Gaffney also insists the scrum-half, the world's most-capped player, will make his own decision on retirement rather than waiting to be pushed.
"The squad is wholeheartedly behind George. I'm not just saying that, it's a fact of life," said Gaffney.
"George is an outstanding person and an outstanding leader."
Australia go into Saturday's game against England at Twickenham having lost their last six Tests.
And Gregan faced renewed criticism after the 26-16 defeat against France last weekend.
But Gaffney says the 32-year-old veteran still has plenty to offer the international game.
"He's still very enthusiastic and has a very competitive spirit," said the former coach of Irish province Munster, who feels the poor performances of the forwards have not helped Gregan.
"We have struggled a bit in the tight five this year and it does make it difficult for a number nine," said Gaffney.
Gregan overtook England prop Jason Leonard as the most-capped player in history when he made his 115th appearance for the Wallabies in Marseille.
He also has a World Cup win under his belt, having helped the Australians to victory in 1999, and was awarded the International Rugby Player's Association Player of the Year for 2001.
But despite his collection of accolades, many think his best days are behind him.
Gaffney is not one of them and does not think Gregan is ready to retire just yet, saying: "I do believe George will make the decision in his own time.
"I don't think it will have to be made for him. He'll know when it's time.
"He's had an outstanding career so far so I'll think he'll finish it off in the correct way.
"George is in the selection process like everybody else. He knows he has to compete for his position."
Australia last won against South Africa in July but since then have lost three times to the Springboks and twice to New Zealand as well as France.
"We have lost six on the trot and that's unforgiveable. There's no easy solution other than hard work," said Gaffney, who stressed that Australia were not treating this autumn's series of matches as a development tour.
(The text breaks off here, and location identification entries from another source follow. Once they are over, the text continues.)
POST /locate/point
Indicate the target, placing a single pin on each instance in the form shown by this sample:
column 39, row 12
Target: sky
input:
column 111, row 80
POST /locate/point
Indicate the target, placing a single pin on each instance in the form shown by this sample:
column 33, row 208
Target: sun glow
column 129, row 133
"We won't hide behind saying it's a development tour, it's not," he said.
"We've come to win four Test matches, obviously we can't do that now, but we've got a desire to win the remaining three.
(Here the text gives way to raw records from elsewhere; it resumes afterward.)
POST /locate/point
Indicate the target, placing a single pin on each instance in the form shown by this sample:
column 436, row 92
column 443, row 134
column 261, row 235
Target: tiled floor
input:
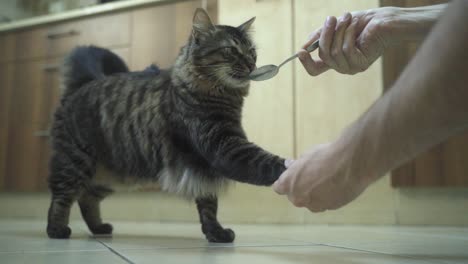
column 26, row 242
"We've been forced into bringing some young boys on this tour [because of injuries] but in the medium to long term it's going to be beneficial to Australian rugby."
And Gaffney admitted that the coaching staff, including himself and head coach Eddie Jones, had to shoulder some of the blame for Australia's slump.
"We've all got to improve. We make mistakes as much as the players make mistakes," he said.
"We've got to examine ourselves and look at whether what they get sent out to do is correct.
"But when you're on the back foot things don't necessarily go your way.
"It's a game of margins and we're not that far away. We're creating but we're not being precise enough to finish it off."